Aix-en-Provence

Transport

Interview Pour NepTech, "les JO de Paris 2024 vont constituer une vitrine internationale sans équivalent"

Entretien avec Tanguy Goetz, président de NepTech.

Propos recueillis par Florent Godard - 29 juin 2022

NepTech va concevoir deux bateaux à hydrogène pour les Jeux olympiques de Paris de 2024. Gagnée au sein d’un consortium, cette commande va offrir une belle carte de visite à la start-up aixoise qui emploie 6 personnes. Explications de Tanguy Goetz, le président de NepTech.

Les fondateurs NepTech, de gauche à droite : Corentin Bigot, Tanguy Goetz et Clément Rousset.
Les fondateurs NepTech, de gauche à droite : Corentin Bigot, Tanguy Goetz et Clément Rousset. — Photo : NepTech

À quoi ressembleront vos navires à hydrogène ?

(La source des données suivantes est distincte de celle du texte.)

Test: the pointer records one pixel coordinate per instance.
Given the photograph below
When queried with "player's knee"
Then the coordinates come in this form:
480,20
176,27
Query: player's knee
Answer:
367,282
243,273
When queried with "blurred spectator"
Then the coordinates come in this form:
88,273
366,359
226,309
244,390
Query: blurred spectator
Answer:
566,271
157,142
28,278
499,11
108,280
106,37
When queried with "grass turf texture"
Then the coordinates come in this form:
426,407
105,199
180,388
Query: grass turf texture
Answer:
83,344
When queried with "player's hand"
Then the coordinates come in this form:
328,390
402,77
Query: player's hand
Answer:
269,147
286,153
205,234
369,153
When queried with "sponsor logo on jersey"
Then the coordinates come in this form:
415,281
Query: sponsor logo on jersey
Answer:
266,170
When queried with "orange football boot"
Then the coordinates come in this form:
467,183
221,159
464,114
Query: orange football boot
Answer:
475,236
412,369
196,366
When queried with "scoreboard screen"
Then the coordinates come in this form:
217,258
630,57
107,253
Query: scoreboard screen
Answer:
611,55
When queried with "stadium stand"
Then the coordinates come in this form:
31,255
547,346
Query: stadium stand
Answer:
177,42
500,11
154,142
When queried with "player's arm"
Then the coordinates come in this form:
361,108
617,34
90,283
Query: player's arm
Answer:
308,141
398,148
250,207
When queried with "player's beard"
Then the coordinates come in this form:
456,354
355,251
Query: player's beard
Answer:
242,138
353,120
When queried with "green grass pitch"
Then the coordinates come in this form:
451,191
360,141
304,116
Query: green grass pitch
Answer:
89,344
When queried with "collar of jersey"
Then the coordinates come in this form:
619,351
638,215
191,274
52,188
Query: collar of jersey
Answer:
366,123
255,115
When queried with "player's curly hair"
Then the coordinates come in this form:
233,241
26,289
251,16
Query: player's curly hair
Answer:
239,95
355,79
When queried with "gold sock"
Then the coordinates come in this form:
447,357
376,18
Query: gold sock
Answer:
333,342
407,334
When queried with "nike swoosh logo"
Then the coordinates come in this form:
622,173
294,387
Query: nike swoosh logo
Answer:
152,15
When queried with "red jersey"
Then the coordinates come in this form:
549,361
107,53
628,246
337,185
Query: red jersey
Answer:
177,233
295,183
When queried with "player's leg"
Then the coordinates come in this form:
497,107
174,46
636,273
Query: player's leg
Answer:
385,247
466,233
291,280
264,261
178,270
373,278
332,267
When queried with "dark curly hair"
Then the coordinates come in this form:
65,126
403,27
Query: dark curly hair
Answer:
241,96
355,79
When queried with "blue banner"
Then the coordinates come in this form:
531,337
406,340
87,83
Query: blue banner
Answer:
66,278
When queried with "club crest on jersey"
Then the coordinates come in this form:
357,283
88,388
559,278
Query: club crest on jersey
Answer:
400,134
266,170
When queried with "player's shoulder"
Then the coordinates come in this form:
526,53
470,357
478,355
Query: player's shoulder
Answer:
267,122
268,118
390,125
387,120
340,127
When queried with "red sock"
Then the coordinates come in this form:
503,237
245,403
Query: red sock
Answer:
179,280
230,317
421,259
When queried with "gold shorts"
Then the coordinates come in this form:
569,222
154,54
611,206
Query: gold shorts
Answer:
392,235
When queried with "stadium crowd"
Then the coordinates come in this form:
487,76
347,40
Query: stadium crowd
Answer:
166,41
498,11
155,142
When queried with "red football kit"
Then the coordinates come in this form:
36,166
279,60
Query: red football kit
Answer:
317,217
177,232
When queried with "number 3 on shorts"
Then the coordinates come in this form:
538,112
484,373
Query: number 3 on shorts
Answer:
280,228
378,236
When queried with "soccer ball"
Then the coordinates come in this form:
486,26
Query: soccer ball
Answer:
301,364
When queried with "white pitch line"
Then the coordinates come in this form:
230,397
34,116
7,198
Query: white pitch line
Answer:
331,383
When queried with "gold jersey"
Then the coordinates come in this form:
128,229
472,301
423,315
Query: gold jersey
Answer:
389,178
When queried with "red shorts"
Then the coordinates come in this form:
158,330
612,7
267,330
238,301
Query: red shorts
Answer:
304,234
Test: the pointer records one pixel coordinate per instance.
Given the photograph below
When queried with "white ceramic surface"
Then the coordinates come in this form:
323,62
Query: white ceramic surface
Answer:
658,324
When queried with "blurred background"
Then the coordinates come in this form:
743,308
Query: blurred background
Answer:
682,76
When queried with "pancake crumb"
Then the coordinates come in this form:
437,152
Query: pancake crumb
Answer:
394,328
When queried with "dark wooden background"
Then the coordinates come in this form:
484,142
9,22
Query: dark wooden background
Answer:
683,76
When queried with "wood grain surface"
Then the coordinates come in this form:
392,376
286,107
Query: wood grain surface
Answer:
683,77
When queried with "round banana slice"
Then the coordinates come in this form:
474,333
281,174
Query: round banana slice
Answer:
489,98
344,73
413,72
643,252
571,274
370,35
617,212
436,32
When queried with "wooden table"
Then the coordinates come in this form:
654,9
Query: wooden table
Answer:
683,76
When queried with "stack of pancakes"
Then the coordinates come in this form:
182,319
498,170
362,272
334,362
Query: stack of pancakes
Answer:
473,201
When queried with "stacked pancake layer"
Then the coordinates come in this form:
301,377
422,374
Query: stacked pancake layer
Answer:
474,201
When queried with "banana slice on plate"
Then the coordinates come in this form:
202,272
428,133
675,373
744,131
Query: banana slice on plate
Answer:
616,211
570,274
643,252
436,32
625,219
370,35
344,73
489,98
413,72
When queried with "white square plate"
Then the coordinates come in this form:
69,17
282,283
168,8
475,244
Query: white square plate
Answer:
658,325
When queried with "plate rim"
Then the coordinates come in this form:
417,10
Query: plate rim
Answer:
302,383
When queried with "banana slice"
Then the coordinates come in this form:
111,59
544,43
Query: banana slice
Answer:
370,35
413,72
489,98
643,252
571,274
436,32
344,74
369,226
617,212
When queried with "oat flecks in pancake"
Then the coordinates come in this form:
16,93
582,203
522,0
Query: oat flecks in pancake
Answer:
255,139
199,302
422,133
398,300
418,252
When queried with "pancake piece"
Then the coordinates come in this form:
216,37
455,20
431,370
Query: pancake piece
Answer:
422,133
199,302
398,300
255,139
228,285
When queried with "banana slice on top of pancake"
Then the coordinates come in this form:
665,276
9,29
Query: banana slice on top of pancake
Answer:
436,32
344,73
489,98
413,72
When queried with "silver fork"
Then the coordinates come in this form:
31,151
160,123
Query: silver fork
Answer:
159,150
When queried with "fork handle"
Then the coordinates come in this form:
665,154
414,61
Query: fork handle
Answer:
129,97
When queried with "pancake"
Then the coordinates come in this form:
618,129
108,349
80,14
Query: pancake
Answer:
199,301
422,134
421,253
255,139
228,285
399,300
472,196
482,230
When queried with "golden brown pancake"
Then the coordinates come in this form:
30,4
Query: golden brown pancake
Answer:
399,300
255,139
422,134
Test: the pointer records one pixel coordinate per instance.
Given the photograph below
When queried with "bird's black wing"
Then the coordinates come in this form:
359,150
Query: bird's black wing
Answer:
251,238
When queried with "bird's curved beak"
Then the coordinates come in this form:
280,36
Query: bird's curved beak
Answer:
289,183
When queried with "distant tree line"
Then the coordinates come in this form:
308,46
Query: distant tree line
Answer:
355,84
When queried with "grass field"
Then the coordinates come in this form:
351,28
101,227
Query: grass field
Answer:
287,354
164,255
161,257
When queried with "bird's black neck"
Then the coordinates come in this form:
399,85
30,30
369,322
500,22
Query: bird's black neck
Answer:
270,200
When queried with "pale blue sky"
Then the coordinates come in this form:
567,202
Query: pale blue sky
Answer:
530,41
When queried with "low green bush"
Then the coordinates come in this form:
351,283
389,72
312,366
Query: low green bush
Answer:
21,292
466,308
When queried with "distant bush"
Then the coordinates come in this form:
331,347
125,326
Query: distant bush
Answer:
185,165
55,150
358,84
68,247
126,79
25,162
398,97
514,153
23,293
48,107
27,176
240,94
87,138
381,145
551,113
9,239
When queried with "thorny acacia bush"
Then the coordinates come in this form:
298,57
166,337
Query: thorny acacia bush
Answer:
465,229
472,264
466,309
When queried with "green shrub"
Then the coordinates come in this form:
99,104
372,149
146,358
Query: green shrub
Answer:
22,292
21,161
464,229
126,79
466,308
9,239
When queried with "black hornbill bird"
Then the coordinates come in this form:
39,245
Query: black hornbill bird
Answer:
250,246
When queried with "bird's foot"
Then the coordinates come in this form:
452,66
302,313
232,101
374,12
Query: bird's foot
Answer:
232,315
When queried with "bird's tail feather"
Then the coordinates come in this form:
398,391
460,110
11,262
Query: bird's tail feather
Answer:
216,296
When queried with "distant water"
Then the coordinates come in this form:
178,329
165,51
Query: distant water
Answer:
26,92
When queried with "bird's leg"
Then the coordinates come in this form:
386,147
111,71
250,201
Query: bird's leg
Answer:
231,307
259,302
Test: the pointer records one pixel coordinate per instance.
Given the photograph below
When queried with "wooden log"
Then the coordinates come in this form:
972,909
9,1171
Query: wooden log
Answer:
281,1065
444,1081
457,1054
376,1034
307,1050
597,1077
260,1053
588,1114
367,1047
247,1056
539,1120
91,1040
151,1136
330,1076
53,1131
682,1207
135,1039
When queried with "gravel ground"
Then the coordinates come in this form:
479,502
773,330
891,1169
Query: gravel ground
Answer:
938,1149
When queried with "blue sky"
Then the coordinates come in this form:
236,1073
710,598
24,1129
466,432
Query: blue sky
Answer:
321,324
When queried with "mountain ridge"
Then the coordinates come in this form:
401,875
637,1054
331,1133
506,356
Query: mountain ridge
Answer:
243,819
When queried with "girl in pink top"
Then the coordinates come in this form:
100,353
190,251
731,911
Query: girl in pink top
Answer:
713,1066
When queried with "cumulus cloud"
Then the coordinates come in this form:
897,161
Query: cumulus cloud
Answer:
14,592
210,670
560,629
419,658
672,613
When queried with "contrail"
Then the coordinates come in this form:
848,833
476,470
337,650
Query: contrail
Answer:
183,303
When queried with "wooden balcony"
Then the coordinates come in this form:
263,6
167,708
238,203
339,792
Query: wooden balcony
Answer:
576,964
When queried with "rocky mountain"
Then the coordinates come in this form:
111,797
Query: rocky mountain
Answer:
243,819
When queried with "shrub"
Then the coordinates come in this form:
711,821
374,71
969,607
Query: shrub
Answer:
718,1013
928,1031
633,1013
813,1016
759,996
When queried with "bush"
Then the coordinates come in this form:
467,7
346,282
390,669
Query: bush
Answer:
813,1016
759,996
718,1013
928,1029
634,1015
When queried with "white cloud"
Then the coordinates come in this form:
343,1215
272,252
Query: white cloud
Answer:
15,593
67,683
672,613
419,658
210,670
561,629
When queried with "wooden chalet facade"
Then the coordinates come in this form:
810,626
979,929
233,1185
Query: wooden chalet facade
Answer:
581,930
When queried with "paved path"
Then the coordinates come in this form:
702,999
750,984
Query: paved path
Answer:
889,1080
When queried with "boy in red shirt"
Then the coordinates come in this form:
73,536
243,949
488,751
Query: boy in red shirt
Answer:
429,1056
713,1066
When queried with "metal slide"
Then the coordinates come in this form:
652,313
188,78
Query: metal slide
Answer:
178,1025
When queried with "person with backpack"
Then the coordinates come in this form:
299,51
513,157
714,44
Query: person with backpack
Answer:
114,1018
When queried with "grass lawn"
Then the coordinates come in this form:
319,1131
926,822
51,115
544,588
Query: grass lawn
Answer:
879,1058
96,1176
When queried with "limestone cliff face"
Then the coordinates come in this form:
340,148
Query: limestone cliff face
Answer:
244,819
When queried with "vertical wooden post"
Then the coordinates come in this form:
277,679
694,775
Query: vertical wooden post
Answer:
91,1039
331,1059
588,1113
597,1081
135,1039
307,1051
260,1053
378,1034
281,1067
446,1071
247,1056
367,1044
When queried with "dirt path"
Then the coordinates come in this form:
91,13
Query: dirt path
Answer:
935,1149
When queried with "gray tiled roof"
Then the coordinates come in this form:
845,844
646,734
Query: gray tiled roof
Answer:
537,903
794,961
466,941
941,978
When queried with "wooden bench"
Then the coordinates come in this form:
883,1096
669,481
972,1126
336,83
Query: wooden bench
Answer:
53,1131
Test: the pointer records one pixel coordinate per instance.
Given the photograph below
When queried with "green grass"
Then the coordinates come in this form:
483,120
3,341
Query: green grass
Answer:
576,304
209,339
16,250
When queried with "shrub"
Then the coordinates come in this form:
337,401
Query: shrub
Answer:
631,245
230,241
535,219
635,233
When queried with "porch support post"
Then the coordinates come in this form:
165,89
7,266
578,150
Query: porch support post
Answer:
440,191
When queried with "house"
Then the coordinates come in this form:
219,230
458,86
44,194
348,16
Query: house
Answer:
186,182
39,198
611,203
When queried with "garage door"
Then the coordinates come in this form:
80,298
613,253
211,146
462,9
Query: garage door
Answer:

Il s’agira de deux navires hybrides, dotés de moteurs électriques alimentés via des batteries, elles-mêmes rechargées par une pile à combustible. L’avantage est de ne pas émettre de CO2. La pile rejette simplement de l’air et de l’eau. Pour rendre le système vraiment vertueux, on utilisera de l’hydrogène vert, produit à partir d’énergies renouvelables via l’électrolyse de l’eau. Ces navettes circuleront à Paris et Marseille. La plus grande mesurera 24 mètres de long, circulera à une vitesse de 18 nœuds (35 km/h) en embarquant jusqu’à 180 passagers. Nous avons remporté l’appel à innovations "Mobilités Jeux Olympiques et Paralympiques Paris 2024", au sein d’un consortium incluant l'entreprise bretonne EODev et Toyota.

Comment avez-vous décroché cet appel à innovations lancé pour les JO de Paris ?

Entre autres, parce qu’on a su résoudre une série de défis technologiques. Car il faut savoir qu’à puissance égale un navire à hydrogène reste trois fois plus lourd qu’un bateau à moteur diesel. Et va donc consommer plus. C’est pourquoi NepTech a travaillé sur la réduction des besoins énergétiques, notamment en diminuant de la traînée hydrodynamique, c’est-à-dire la résistance à l’avancement, grâce à des navires de type catamaran dotés d’une coque très effilée. Pour la navette maritime qui opérera à Marseille, on a aussi intégré des hydrofoils, des ailes immergées qui vont sustenter le navire en dehors de l’eau à partir d’une certaine vitesse. Environ 60 à 70 % de la coque va s’élever au-dessus de la surface. En outre, NepTech a breveté un système d’injection d’air au niveau de la partie immergée de la coque. Circuit d’air sur lequel le bateau va glisser.. En cumulant les innovations, on réduit les besoins énergétiques de 30 à 40 %. De quoi atteindre des coûts d’exploitation intéressants sur ce type de navires, qui vont être utilisés pendant 25 ans. Et donc garantir l’équilibre financier. Même le prix d’achat va baisser, puisqu’on diminue les batteries, etc.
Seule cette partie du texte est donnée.